Given all of these points, even if convalescent serum is helpful in limiting the spread of an outbreak, it is probably a stopgap measure. There is a massive worldwide research effort aiming to give stronger therapies, such as drugs to inactivate coronavirus, monoclonal antibodies-which are usually superior to convalescent serum (think silver bullet versus shotgun), and vaccines. The problem is the time it takes to develop these interventions. Convalescent serum may be a much faster option. That is probably why this is also being tried around the world.

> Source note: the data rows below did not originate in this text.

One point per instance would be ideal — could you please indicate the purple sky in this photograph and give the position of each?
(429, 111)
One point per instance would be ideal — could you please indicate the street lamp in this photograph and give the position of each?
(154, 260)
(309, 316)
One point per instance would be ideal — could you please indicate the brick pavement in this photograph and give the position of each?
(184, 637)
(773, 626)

FOOTNOTE 1: The FDA has significant “Considerations for healthcare providers interested in obtaining COVID-19 Convalescent Plasma for Use under IND.” These include using COVID-19 convalescent plasma collected from recovered individuals if they are eligible to donate blood under the Code of Federal Regulations used by blood banks. Evidence of COVID-19 should be documented by a laboratory test either by a diagnostic test (e.g., nasopharyngeal swab) at the time of illness, a positive serologic test for SARS-CoV-2 antibodies after recovery, if prior diagnostic testing was not performed at the time COVID-19 was suspected. The donors must have either complete resolution of symptoms at least 28 days prior to donation, or complete resolution of symptoms at least 14 days prior to donation, and negative results for COVID-19 either from one or more nasopharyngeal swab specimens or by a molecular diagnostic test from blood. In terms of recipients of the blood serum, the FDA requires laboratory confirmed COVID-19, with a severe or immediately life-threatening COVID-19 (specific criteria on the FDA website).
FOOTNOTE 2: This study in Northern China in 2003 evaluated 99 convalescent serum samples from patients 35-180 days after the onset of symptoms. Anti-SARS antibodies were detected with three lab tests in 87 of the samples. Zhang, et al., A serological survey on neutralizing antibody titer of SARS convalscent sera. J Med Virol. 2005;77(2):147-50.